How women are making the most of mentoring in Jacksonville
Two years ago, Sheryl Sandberg’s “Lean In” hit the shelves, changing the way some women saw opportunities in the work world. Some workplaces are starting to adopt the practices Sandberg recommends, including mentoring: Throughout Jacksonville, offices are establishing formal and informal mentorships to set young women and men up for success in their careers.
The post-Lean In revolution has clearly established that having a strong, trustworthy, caring mentor can help make a young professional’s career. But what does it actually take for that mentor to be considered talented in guiding someone on a path to success?
The Business Journal spoke with four mentors and two mentees— all from different industries, backgrounds, coaching styles and career histories. Here’s what they had to say about taking mentorship one step further, and actually using it to spark the next great career.

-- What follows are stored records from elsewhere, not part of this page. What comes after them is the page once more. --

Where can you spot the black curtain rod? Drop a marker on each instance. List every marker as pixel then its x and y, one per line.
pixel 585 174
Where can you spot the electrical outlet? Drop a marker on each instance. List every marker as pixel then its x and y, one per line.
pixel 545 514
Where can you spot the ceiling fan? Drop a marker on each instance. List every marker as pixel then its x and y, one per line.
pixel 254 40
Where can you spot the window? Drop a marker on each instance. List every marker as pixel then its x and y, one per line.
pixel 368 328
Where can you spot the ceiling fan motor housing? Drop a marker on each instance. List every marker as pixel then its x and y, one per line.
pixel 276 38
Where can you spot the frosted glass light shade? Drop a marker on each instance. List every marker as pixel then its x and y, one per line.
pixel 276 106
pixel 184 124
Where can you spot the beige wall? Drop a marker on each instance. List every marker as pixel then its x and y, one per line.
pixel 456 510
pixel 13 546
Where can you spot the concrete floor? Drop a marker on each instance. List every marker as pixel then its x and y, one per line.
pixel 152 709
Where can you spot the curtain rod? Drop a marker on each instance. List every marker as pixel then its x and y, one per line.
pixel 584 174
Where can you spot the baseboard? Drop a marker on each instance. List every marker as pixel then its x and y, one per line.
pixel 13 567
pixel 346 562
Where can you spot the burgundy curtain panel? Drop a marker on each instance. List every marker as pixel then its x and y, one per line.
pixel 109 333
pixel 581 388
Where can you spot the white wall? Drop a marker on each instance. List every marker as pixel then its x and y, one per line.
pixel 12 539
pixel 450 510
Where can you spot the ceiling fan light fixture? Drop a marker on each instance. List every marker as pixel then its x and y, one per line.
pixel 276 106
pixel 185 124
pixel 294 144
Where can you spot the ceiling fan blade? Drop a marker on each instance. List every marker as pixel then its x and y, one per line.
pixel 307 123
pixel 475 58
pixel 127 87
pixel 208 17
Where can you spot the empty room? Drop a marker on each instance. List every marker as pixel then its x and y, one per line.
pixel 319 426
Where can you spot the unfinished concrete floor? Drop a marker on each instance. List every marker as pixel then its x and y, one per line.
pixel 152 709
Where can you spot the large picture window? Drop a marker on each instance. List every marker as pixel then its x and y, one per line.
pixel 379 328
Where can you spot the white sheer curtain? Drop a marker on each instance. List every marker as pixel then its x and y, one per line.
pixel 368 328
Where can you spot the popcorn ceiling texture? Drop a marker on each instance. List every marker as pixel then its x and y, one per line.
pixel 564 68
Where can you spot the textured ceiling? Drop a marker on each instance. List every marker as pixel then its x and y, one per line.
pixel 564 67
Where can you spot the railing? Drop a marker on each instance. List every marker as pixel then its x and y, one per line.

How did you get involved in mentoring? A true passion and concern of mine is the well-being of young attorneys, especially female. I feel compelled to do whatever I can to help them succeed. I had the benefit of a mentor, and she showed me the way…. I started at the firm in 2004 and I’m on the recruiting committee. Early on, I saw it was difficult when a person didn’t know the ins and outs of an organization to put their best foot forward. I wanted to help and guide them.
Describe how mentoring works in your office. My firm is big on mentoring. Everyone gets one. I have some formal and several informal mentors and mentees. I’ve been mentored by people above me and by people below me. You do what you can in the organization to benefit those coming after you, to create retention of younger attorneys. You implement changes that will benefit them, because things can always be done better.
What do you think is in the personality of a great mentor? A mentor is confident and comfortable with who they are. The relationship fails when the mentor fears competition from their mentee.
What is one of the major problems in your industry that can be aided through mentoring? In law, we have a retention problem. Fifty percent of law school graduates are women, but only 17 percent of partners are women. They take non-lawyer jobs or stay home to care for their family. It’s not that they’re not leaning in because they don’t want to be a lawyer, but because the traditional law office structure isn’t always helpful. The field is still dominated by men, most mentor-mentee relationships are male to female. There are some questions that are uncomfortable to ask a man, and it’s helpful to speak to someone who has been in that position.
What is one of the most important aspects of a good mentor? To be very candid and have an open-door policy. One of the biggest pitfalls a mentor can make is breaching confidentiality: They think they’re doing something to help their mentee but they’re not. And one of the biggest pitfalls a mentee can make is not being fully candid with their mentor. Staying candid is so important because otherwise the advice is useless.